How to Actually Raise Your Prices
Most founders undercharge for years, raise prices once in a panic, and lose customers. Here's the disciplined way to do it.
Most founders undercharge. This is one of the most consistent patterns in early-stage business, and it costs companies enormous amounts of revenue and growth runway. The fix isn't complicated, but it's psychologically hard, which is why so few founders do it well.
Here's how to think about pricing increases as a discipline, not a panic move.
Start with the basic diagnostic. Are you undercharging? You probably are if any of these are true: your close rate is above 50% (you're winning too easily, which means your price isn't a real consideration), your customers tell you "this is a bargain" or "you should charge more" (they're literally telling you), your competitors charge meaningfully more for comparable products, or you haven't raised prices in 18+ months despite increasing the value of what you sell.
Any one of those is a signal. Two or more, and you're definitely leaving money on the table.
Understand what a price increase actually does to your business. This is where most founders get stuck. A 10% price increase, with a 5% customer churn as a result, is still a net 4.5% revenue gain — and the customers who churned were almost certainly your worst-fit, lowest-margin customers. Most founders model the worst case (everyone leaves) instead of the realistic case (a small percentage leaves, and your remaining base is stronger).
The math is consistent across most B2B and consumer service businesses: meaningful price increases (10-25%) typically result in single-digit churn and high single-digit to low double-digit revenue gains. This is not theoretical. This is the standard outcome when companies that have been undercharging finally raise prices.
Decide who gets grandfathered. This is the most important strategic decision in the rollout. Three options.
Option 1: Grandfather everyone existing. New customers pay the new price; existing customers keep their old price forever. Lowest-risk, but you've capped the upside on your installed base.
Option 2: Grandfather everyone for a defined period (12-24 months). New customers pay the new price; existing customers keep their old price for a year or two, then move to the new price. Better long-term outcome, requires clear communication.
Option 3: Move everyone immediately. Everyone pays the new price starting on a defined date.
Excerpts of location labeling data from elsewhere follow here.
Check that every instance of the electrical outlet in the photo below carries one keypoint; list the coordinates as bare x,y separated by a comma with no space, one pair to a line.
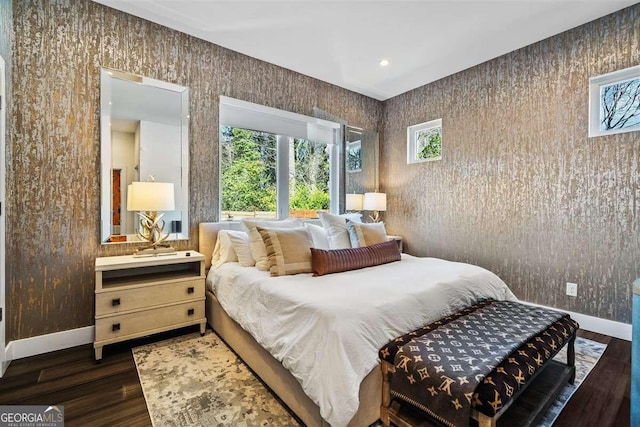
572,289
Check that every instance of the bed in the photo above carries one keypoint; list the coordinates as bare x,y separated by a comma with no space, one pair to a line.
351,315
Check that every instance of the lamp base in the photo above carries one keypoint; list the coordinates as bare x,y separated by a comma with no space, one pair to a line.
155,251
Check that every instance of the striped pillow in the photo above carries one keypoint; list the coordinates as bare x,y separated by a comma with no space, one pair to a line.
366,234
288,250
337,260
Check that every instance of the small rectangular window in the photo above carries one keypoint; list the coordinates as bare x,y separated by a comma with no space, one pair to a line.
614,102
424,142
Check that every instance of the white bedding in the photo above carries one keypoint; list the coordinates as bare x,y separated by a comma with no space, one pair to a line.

Highest revenue impact, highest churn risk. Only do this if you have strong pricing power.
The right answer is almost always Option 2 for B2B and Option 1 for consumer. B2B customers can absorb price increases over time because they're justified by ongoing value delivery. Consumer customers are more likely to churn from a price change, so protecting the installed base often makes more sense.
Communicate it like a professional. Most price-increase announcements are bad. They're apologetic, defensive, or buried in a release note. Don't do this. The right communication is direct, brief, and confident.
"We're raising our prices effective [date]. New plans are [details]. Existing customers will continue at their current rate through [date]. We're doing this because [one or two real reasons related to the value you've added]. We appreciate your business and we're not going anywhere."
That's it. Don't apologize. Don't over-explain. Don't make it sound like you had no choice. You're a business making a normal business decision. Customers respect that more than they respect hand-wringing.
Plan for the conversations. Some customers will push back. The best response is calm and prepared: "I understand. Here's what's changed since you signed up [list specifics]. The new pricing reflects the value we deliver now. We'd love to keep working with you, and we want to make sure that works for both sides."
If they still want to leave, let them. Customers who churn over a price increase are usually not your best customers. Trying to retain them at a discount erodes your pricing integrity for everyone else.
Raise prices on a schedule, not when you panic. The biggest mistake founders make is letting prices stay flat for years and then trying to make up the gap in a single dramatic increase. Build small, regular increases into your business model — 5-10% annually, or aligned with major product releases. This trains the market to expect price changes as normal, instead of treating each one as a crisis.
The single biggest revenue lever most early-stage companies have is pricing, and most founders treat it as the last thing to optimize. Reverse this. Audit your pricing every six months. Raise when the data supports it. Build the muscle. The companies that grow fastest are usually the ones that figured out their pricing power earliest.
The simple test before any price increase: Could you list five things your product does now that it didn't do twelve months ago? If yes, you've earned a price increase. If you're consistently shipping value and consistently failing to capture it, you're not running a business — you're running a charity for your customers.